The development of the Omni-channel business model in recent years has an increasing effect on organizations all over the world. Rami Jaulus, NGG CEO, describes these changes within organizations. Is your organization prepared for these changes?
Changes in consumer habits, customers’ desire for information in general and information accessible in digital channels for self-service in particular, and the growing need for a more sophisticated physical experience and greater expertise – are all dramatically altering the structure and composition of organizations.
What has changed since the omni-channel business model came into being?
- Digital activity has increased. Knowledge about managing online campaigns, search engines, and different websites has become critical. Organizational marketing groups are developing abilities they never had before, and this draws focus and resources in new directions and away from the traditional marketing tools. They appeal less to broad audiences and more to focused personalized groups.

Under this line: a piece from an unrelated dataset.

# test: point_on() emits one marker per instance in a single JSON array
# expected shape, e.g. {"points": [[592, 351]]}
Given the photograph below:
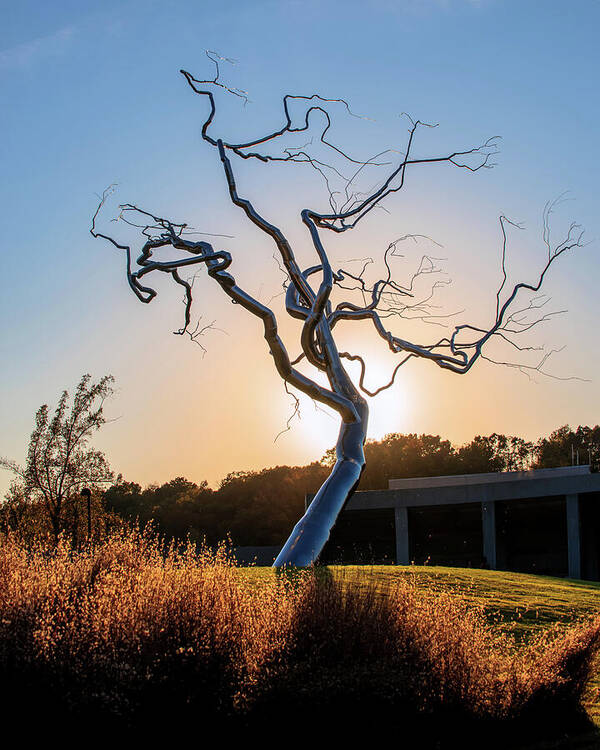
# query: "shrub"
{"points": [[131, 628]]}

- The need for self-service. Customers have to do more than in the past: read, compare, decide to buy, and also set up appointments or consult via a digital channel from afar. All of these require a re-definition of customer needs (the job of the marketing department) as well as the construction of technological solutions (the job of the information systems department).
- The function of marketing and marketing communications are changing. The digital function is emerging as highly significant and very powerful in the organization.
- The information systems group is required to develop abilities to support the omni-channel model, with emphasis on digital solutions and omni-channel integration capabilities that never existed before.
Side by side with these, the operations and service groups are also changing:
- Information and knowledge management systems allow relevant information to be made accessible to customers for self-use by means of different delivery systems.
- Information and knowledge management groups within the organization are developing and changing.
- Multipurpose service providers are no longer relevant. Their time is wasted on activities that no longer require human involvement, and even slow down operational and service processes.
- Jobs are being redefined. Emphasis is placed on preserving critical expertise while other activities are either computerized or transferred to cheaper manpower, often to be outsourced rather than be kept in-house.
- Operational and service groups develop in-depth expertise. Traditional jobs are being segmented and activities that promote the organization are being diverted to behind the scenes or even phased out as the organization discover they aren’t necessary.
Will the organizations of the future be smaller?
Not necessarily. But they will most definitely be different and will develop skills and capabilities they never had before. The last time we saw an example of such a very powerful change was six decades ago when tech companies outsourced manufacturing, at first labor intensive activities but later on also complex activities, while focusing on developing their relative advantages.
The omni-channel business model is a constant source of preoccupation for organizations and their customers, but when you ask people what an omni-channel environment is, most of them still have a hard time answering.